When I left the morning I felt that I did ok. I am not real sure about the afternoon maybe 25/40 or better. I just lost focus in the afternoon as I was beat. I also worked the afternoon back wards which interestingly enough worked to my benefit.

Looking back at the entire exam I know I missed three for sure and maybe 12 were maybe. I only remember guessing on 4 total, but that is what I remember. Note: I went home and did three problems I had difficulty with in about 5 minutes which bothers me allot.

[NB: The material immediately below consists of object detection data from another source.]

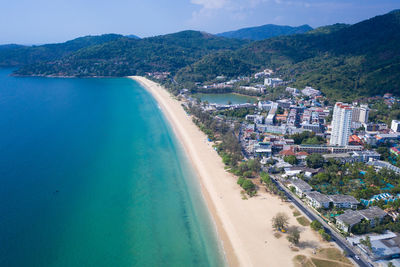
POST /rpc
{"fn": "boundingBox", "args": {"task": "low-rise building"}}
[290,179,313,197]
[336,206,387,232]
[359,206,387,227]
[367,160,400,174]
[301,86,321,97]
[328,195,360,209]
[305,191,331,209]
[336,210,363,233]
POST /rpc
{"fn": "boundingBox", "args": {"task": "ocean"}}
[0,69,226,266]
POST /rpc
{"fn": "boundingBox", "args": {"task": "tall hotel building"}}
[330,102,353,146]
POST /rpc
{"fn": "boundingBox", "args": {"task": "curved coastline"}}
[128,76,326,266]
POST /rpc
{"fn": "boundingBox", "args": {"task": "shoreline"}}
[128,76,330,267]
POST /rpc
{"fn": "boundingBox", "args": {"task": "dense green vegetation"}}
[217,24,312,40]
[16,31,248,76]
[0,11,400,101]
[308,160,400,202]
[177,11,400,100]
[0,34,124,67]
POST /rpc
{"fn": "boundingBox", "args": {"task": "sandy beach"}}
[129,76,331,267]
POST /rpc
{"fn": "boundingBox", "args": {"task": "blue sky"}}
[0,0,400,44]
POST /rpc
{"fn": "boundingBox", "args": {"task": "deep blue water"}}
[0,69,224,266]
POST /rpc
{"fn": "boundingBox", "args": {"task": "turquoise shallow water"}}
[0,69,225,266]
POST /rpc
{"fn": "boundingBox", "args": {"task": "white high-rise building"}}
[390,120,400,133]
[330,102,353,146]
[352,105,369,123]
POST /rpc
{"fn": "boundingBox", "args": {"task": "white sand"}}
[130,76,327,267]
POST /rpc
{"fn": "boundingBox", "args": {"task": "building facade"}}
[330,102,353,146]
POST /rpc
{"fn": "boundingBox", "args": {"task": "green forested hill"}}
[4,10,400,100]
[16,31,249,76]
[217,24,312,40]
[177,11,400,99]
[0,34,123,67]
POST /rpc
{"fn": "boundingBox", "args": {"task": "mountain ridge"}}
[216,24,313,41]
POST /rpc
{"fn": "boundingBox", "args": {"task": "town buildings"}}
[390,120,400,133]
[330,102,353,146]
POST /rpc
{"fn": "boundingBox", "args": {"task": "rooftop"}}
[328,195,359,204]
[336,210,363,225]
[291,179,312,191]
[306,191,331,203]
[359,206,387,220]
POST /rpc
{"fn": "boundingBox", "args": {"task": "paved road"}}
[271,176,372,267]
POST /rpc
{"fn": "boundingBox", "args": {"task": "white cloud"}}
[190,0,230,9]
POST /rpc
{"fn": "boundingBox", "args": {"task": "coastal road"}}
[271,175,373,267]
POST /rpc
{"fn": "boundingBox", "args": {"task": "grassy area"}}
[316,248,352,264]
[293,210,301,217]
[296,216,310,226]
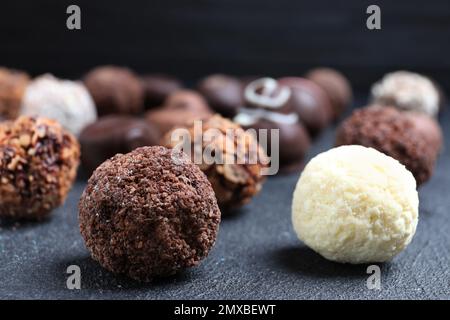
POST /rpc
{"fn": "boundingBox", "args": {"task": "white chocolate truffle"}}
[21,74,97,136]
[371,71,441,117]
[292,145,419,263]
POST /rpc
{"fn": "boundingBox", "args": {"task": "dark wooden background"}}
[0,0,450,90]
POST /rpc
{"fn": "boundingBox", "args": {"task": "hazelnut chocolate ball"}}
[162,115,268,210]
[80,114,161,173]
[278,77,332,137]
[141,74,183,109]
[336,106,442,185]
[0,67,30,120]
[305,68,353,120]
[79,147,220,282]
[21,74,97,137]
[198,74,243,118]
[84,66,144,116]
[0,116,80,219]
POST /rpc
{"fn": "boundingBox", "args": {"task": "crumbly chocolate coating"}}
[0,68,30,120]
[84,66,144,116]
[79,147,220,282]
[198,74,244,117]
[0,116,80,219]
[162,115,267,213]
[336,106,441,185]
[141,74,183,109]
[305,68,353,120]
[79,114,161,174]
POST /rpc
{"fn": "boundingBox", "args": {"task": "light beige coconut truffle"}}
[371,71,442,117]
[292,145,419,263]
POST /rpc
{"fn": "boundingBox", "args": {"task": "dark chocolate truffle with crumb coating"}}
[336,105,442,185]
[79,147,220,282]
[0,116,80,220]
[84,66,144,116]
[305,68,353,120]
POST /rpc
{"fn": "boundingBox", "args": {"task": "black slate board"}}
[0,108,450,299]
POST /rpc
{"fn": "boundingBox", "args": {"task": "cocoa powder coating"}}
[79,146,220,282]
[336,106,441,185]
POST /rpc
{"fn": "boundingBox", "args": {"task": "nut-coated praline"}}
[79,147,220,282]
[0,116,80,220]
[162,114,267,210]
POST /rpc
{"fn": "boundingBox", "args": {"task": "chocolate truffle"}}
[141,74,183,109]
[162,115,268,212]
[145,108,211,134]
[79,147,220,282]
[145,90,212,134]
[292,146,419,263]
[21,74,97,136]
[237,78,310,173]
[372,71,441,117]
[80,115,160,173]
[0,67,30,121]
[233,110,310,173]
[198,74,243,118]
[164,90,211,113]
[336,106,442,185]
[0,116,80,219]
[305,68,353,120]
[84,66,144,116]
[278,77,333,137]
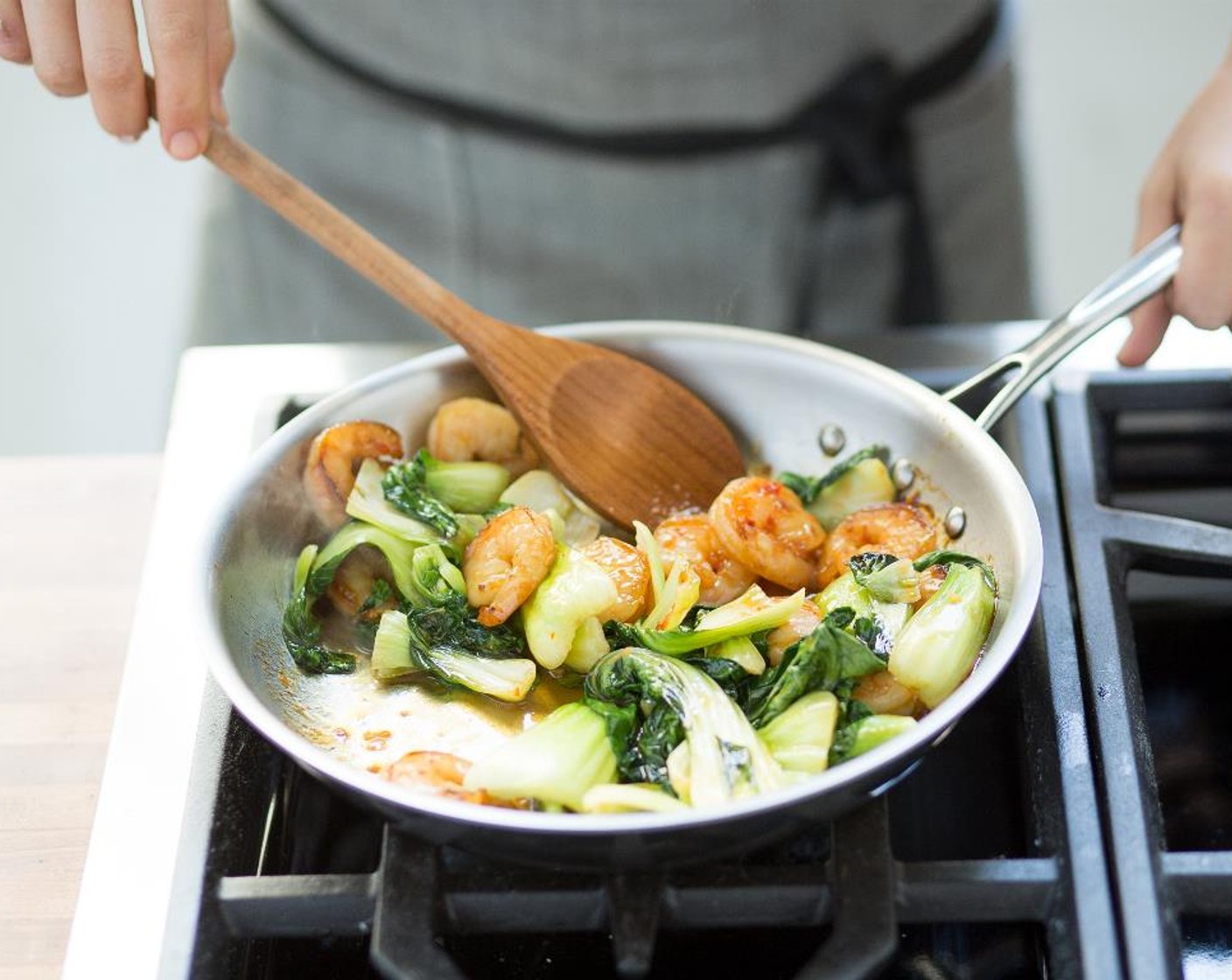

I believe I studied enough and I just made some stupid mistakes on some. A few areas I know I need to brush up on but I hope I do not have to do this again. The entire afternoon I kept telling myself to keep pushing so I would not be doing this again and it helped. I hope it was enough.


----------



## Kephart P.E. (Apr 28, 2009)

buick455 said:


> I took the afternoon Machine design depth.
> When I left the morning I felt that I did ok. I am not real sure about the afternoon maybe 25/40 or better. I just lost focus in the afternoon as I was beat. I also worked the afternoon back wards which interestingly enough worked to my benefit.
> 
> Looking back at the entire exam I know I missed three for sure and maybe 12 were maybe. I only remember guessing on 4 total, but that is what I remember. Note: I went home and did three problems I had difficulty with in about 5 minutes which bothers me allot.
> ...



Gotta say, I feel really similiar to a lot of folks on here. Took the T &amp; F depth. Thought the morning was pretty standard, finished early only took a guess on a couple.

The afternoon was a challenge for me had about 10-12 that I was unsure about. Also seemed to hit that wall everyone is describing about 6 1/2 hours in.

Again, I would only be surprised if I do poorly on the morning as for pass/no pass I am feeling 50/50.


----------



## chekkmate (Jun 8, 2009)

I will preface this post with "I am an idiot"

I took T&amp;F in the afternoon and I was sitting in the front of the testing center right in front of a big analog clock. I did the same thing with the asterisks. When I got to about the 30th problem I looked up and saw that i only had an hour left. I started to panic because i had questions I hadn't answered (the asterisks) plus the 10 I didn't even look at yet. I busted butt and finished the test in the hour but I couldn't understand why no one gave the 15 minute warning. This is when I figured out that I read the clock wrong and was actually up to problem 30 with 2 hours left, not 1!! Talk about burn out!!

That being said, I too fee like I got 50-55 of the 80 questions correct and I definitely don't want to sit that test again!!


----------



## buick455 (Jun 10, 2009)

I hope you got a 56/80 (70) vs 55/80 (69). I am not counting on a curve. I hope I got the same or better.

I stopped beating myself up on the exam after about 2 weeks after I took it. I figure I will know one way or the other sometime before my vacation which is July 11th (Virgina).


----------



## Mike in Gastonia (Jun 10, 2009)

buick455 said:


> I hope you got a 56/80 (70) vs 55/80 (69). I am not counting on a curve. I hope I got the same or better.
> I stopped beating myself up on the exam after about 2 weeks after I took it. I figure I will know one way or the other sometime before my vacation which is July 11th (Virgina).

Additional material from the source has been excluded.